Peraltro, come affermato dalle stesse sezioni Unite (Cass. S.U. n. 3041/2007) l’interpretazione della domanda deve essere diretta a cogliere, al di là delle espressioni letterali utilizzate, il contenuto sostanziale della stessa, desumibile dalla situazione dedotta in giudizio e dallo scopo pratico perseguito dall’istante con il ricorso all’autorità giudiziaria, essendo censurabile in sede di legittimità solo quando ne risulti alterato il senso letterale o il contenuto sostanziale dell’atto, in relazione alle finalità che la parte intende perseguire, e ciò sebbene, nel caso in cui, poi, venga dedotto il vizio di violazione dell’art. 112 c.p.c., e cioè del principio di corrispondenza tra chiesto e il pronunciato, la Corte di cassazione, essendo prospettato un “error in procedendo”, abbia il potere – dovere di procedere all’esame diretto degli atti giudiziari pregressi, onde acquisire gli elementi di giudizio necessari ai fini della pronuncia richiesta (Cass. n. 2148/2004).

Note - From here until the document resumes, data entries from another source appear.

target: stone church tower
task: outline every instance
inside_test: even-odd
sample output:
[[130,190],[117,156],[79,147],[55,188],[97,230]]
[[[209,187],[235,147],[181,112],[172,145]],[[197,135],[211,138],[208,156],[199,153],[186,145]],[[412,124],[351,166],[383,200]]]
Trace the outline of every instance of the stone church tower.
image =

La valutazione in merito al contenuto della domanda, non è condizionato dalle espressioni adoperate dalla parte ma deve accertare e valutare il contenuto sostanziale della pretesa, quale desumibile non esclusivamente dal tenore letterale degli atti ma anche dalla natura delle vicende rappresentate dalla medesima parte e dalle precisazioni da essa fornite nel corso del giudizio, nonché dal provvedimento concreto richiesto, con i soli limiti della corrispondenza tra chiesto e pronunciato e del divieto di sostituire d’ufficio un’azione diversa da quella proposta (Cass. n. 13602/2019; Cass. n. 8225/2004; Cass. n. 7322/2019).

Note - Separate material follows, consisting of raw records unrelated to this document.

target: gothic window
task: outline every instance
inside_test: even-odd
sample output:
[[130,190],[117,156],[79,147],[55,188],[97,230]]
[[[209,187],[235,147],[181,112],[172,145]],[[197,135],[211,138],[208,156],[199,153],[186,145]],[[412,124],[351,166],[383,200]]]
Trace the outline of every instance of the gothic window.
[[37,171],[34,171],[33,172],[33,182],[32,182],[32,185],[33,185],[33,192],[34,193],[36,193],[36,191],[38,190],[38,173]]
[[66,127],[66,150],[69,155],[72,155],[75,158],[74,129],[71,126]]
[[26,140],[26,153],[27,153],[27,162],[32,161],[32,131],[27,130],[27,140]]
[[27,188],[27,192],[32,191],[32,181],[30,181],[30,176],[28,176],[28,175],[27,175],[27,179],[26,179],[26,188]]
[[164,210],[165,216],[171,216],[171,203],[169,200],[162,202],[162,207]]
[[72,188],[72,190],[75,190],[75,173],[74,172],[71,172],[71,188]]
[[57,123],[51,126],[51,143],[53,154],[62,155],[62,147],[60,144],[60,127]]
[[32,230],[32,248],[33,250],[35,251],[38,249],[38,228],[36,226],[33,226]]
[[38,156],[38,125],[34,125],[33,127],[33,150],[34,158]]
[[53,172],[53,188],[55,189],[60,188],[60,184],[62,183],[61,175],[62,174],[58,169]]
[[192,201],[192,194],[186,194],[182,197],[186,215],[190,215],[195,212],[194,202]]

Le censure formulate, alla luce di tali considerazioni, risultano evidentemente prive di fondamento.
Come si ricava dalla lettura degli scritti difensivi di entrambe le parti, nei quali sono riportate anche le conclusioni formulate in sede di domanda riconvenzionale dalla madre, quest’ultima ebbe ad evidenziare l’esistenza del proprio diritto di usufrutto pro quota sull’immobile oggi di proprietà della ricorrente principale, avanzando, oltre alla domanda di rilascio del bene, anche quella di pagamento di un’indennità per l’occupazione abusiva del bene da parte dell’attrice e/o a titolo di risarcimento del danno ex art. 2043 c.c., a partire dal mese di ***** o in subordine dal *****.
L’utilizzo in sede di conclusioni della congiunzione disgiuntiva “o” denota con evidenza come in realtà la domanda non si fondasse esclusivamente su di una pretesa responsabilità aquiliana della attrice, ma che, ferma restando la circostanza dedotta dell’occupazione esclusiva del bene e del mancato versamento, come in passato avvenuto, della quota parte dei frutti prodotti dal bene, la richiesta mirasse a conseguire tale corrispettivo a titolo di indennità o in alternativa a titolo risarcitorio.

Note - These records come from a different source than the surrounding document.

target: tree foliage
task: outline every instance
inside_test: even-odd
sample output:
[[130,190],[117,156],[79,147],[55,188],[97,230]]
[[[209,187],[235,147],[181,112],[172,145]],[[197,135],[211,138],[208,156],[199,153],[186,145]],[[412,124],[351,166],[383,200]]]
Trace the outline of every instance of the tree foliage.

Il passaggio della sentenza di primo grado, come riportato nello stesso ricorso principale, riferito ad un accordo tra madre e figlia per il pagamento della quota dei canoni di locazione, lungi dal denotare un’adesione alla tesi secondo cui la pretesa avesse carattere esclusivamente contrattuale, mira invece a fornire la ricostruzione dei pregressi rapporti intercorsi le parti ed a chiarire che l’accordo di cui riferiscono i testi era cronologicamente correlato al periodo in cui il bene era locato a terzi. L’interesse così manifestato della convenuta a godere di una parte dei canoni percetti confortava quindi la conclusione che, anche una volta cessata la locazione ed iniziata l’occupazione del bene da parte dell’attrice, non potesse ritenersi che lo stesso interesse fosse venuto meno e che quindi fosse legittima la pretesa indennitaria della convenuta, ancorché la condotta della figlia non potesse essere qualificata in termini di illiceità.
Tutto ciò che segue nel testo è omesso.